Well, got my new (to me) Nardini MS 1640E home and into the garage. Hired a picker truck to haul it about 30 minutes across town, he used the knuckle boom to get it in the big door and onto machinery skates I had made. Lathe is about a 1990 vintage - not perfect by any means but I've seen lots worse too. New 8" bison 3 jaw on it, new 40 position tool holder with 5 tool holders. Guy threw in a bunch of turning insert holders, inserts, boring bars etc. 12" 4-jaw, steady rest, Taper attachment -missing 1 bar but I think that's easily made. Compound missing a handle, should be easy to make. Coolant pump and tank are there but looks like it needs new hoses.
Now I'm going to need a Rotary Phase Converter to get it up and running (besides all the other complications others mentioned using a VFD, this machine has a 2 speed motor). Its still sitting a few inches out from the wall until I can get it wired in and running.


----------



## CalgaryPT (Jan 8, 2021)

Nice big machine. Looks to be in good shape. And I like your metal storage solution in the recycle bin.


----------



## David_R8 (Jan 8, 2021)

New Lathe Day! Woohoo!
Looks great


----------



## Tom Kitta (Jan 8, 2021)

Looks like in great shape. Wish my 16 was in such a great shape and was just a 40.


----------



## DPittman (Jan 8, 2021)

Looks purty nice there.


----------



## cuslog (Jan 8, 2021)

CalgaryPT said:


> Nice big machine. Looks to be in good shape. And I like your metal storage solution in the recycle bin.

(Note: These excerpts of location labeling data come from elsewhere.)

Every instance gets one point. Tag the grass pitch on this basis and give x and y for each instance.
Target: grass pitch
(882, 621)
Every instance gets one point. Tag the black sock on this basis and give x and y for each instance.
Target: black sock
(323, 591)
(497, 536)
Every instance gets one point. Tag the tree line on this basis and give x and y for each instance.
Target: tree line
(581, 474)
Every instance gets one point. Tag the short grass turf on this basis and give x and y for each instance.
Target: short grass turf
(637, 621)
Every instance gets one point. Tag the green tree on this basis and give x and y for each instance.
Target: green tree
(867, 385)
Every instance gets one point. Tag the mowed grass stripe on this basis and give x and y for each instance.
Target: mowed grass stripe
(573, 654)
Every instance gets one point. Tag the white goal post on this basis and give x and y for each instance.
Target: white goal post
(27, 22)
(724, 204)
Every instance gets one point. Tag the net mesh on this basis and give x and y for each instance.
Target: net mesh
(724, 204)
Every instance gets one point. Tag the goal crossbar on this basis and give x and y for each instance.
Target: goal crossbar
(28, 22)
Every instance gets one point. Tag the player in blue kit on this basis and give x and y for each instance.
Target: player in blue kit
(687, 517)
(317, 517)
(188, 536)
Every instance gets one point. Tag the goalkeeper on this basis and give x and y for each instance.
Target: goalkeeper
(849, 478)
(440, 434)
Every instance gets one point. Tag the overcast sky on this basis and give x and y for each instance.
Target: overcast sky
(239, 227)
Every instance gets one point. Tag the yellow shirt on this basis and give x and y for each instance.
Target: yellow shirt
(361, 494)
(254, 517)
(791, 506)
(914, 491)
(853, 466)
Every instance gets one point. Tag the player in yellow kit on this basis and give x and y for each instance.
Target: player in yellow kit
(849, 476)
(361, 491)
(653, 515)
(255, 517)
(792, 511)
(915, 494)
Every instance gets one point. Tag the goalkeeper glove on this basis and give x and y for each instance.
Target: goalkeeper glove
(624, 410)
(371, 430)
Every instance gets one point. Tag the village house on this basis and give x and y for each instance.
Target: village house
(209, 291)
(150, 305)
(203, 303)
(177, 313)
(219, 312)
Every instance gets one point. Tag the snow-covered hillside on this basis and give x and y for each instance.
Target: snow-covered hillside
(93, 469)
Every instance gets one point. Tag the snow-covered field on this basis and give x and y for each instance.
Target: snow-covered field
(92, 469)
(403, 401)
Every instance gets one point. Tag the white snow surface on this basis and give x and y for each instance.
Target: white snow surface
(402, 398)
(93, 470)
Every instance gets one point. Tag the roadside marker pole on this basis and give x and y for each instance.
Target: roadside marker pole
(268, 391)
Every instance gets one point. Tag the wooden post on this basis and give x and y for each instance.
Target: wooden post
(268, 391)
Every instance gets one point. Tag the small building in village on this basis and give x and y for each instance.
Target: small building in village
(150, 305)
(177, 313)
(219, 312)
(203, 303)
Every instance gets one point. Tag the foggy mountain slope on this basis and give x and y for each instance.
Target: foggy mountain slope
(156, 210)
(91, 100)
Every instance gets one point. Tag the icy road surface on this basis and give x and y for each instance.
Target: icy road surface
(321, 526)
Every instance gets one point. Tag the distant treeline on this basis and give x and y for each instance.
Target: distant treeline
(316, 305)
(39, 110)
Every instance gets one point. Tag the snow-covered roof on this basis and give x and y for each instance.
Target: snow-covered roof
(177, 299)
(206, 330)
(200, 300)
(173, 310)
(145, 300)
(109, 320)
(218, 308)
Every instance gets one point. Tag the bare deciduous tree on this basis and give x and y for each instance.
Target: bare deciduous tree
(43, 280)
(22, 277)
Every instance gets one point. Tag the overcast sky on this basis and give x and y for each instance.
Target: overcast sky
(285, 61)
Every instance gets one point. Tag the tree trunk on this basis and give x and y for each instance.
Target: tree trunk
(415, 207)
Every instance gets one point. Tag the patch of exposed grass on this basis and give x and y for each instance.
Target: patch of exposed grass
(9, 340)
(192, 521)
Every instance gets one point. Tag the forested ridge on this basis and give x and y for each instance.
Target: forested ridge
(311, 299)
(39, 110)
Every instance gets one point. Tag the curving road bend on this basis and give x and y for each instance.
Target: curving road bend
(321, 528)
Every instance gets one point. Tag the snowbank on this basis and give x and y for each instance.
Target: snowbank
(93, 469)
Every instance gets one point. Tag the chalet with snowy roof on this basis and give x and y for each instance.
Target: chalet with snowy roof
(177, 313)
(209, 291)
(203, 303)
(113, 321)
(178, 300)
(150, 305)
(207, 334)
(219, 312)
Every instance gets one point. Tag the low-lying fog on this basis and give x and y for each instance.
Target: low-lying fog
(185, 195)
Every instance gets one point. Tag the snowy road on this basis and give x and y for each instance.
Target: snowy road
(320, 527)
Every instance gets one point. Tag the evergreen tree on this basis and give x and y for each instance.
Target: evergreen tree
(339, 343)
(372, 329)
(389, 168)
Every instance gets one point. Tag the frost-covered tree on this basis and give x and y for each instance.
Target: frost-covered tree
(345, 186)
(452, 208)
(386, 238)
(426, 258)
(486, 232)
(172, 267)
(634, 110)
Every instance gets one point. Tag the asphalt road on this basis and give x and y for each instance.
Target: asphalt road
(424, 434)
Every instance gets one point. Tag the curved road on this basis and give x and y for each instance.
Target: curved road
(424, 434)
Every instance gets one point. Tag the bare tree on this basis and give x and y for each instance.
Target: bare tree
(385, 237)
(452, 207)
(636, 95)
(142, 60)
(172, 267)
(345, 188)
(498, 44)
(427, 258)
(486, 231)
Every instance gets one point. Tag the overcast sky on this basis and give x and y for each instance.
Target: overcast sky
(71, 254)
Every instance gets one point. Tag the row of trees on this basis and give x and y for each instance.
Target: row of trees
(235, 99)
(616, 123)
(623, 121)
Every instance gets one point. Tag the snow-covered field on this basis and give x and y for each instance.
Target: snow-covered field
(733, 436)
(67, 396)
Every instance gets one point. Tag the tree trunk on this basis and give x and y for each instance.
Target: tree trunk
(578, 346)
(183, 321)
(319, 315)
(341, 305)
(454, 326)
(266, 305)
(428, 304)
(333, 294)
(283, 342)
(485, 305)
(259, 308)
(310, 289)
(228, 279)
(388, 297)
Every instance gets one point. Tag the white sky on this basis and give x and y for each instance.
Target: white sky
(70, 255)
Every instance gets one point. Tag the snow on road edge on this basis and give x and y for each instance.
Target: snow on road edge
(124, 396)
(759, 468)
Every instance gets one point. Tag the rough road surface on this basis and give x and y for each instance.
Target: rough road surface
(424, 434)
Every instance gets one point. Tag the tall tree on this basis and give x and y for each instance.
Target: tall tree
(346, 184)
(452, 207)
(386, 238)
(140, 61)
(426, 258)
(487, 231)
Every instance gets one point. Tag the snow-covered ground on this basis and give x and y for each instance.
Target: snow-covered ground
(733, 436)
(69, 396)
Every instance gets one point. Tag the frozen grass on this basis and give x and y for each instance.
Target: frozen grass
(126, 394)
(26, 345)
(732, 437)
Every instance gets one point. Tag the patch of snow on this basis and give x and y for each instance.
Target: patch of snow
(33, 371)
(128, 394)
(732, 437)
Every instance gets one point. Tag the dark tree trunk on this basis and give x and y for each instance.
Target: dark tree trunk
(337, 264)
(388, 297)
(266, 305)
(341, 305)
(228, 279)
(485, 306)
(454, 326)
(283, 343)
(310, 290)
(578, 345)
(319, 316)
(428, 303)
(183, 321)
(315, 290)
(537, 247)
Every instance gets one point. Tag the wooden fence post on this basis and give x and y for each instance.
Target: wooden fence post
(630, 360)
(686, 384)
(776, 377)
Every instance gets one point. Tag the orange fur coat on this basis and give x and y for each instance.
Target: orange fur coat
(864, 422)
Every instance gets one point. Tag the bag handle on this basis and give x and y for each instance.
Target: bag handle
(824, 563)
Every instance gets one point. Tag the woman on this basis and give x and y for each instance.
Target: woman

Yeah, and that's thanks to an idea one of you guys gave me - didn't even have to buy anything, an un-used recycle bin (I might hear about that yet) and cut up a piece of Dog fencing and vip-tie it to the top.


----------



## cuslog (Jan 8, 2021)

Tom Kitta said:


> Looks like in great shape. Wish my 16 was in such a great shape and was just a 40.


Yes, I looked at a couple 30's but I do some gunsmithing barrel work and 30" is a bit short for that. 40" is about perfect too because I'm in just a residential 2-car garage and anything longer just takes up too much space.


----------



## 6.5 Fan (Jan 8, 2021)

Looks like a nice machine, congrats.


----------



## Sailor (Jan 8, 2021)

Congrats on your new lathe.


----------



## John Conroy (Jan 9, 2021)

Very nice machine! Nardini lathes are well regarded if a little rare around here. Made in Brazil, have been building lathes for decades and still in business. I looked at a couple when I was in the market but couldn't find one small enough.

http://www.nardinisa.com.br/site/

There is a 1560 for sale in Edmonton but it is too big for most hobby guys. Very beefy machine!

https://www.kijiji.ca/v-other-business-industrial/edmonton/nardini-nd-1560e-engine-lathe/1516224186


----------



## Hacker (Jan 9, 2021)

Nice machine, congrats! I like your machine skates they look a lot like mine.


----------



## YotaBota (Jan 9, 2021)

Love that new lathe smell. 
Do you have a spider to fit or will you need to build a new one?


----------



## cuslog (Jan 9, 2021)

YotaBota said:


> Love that new lathe smell.
> Do you have a spider to fit or will you need to build a new one?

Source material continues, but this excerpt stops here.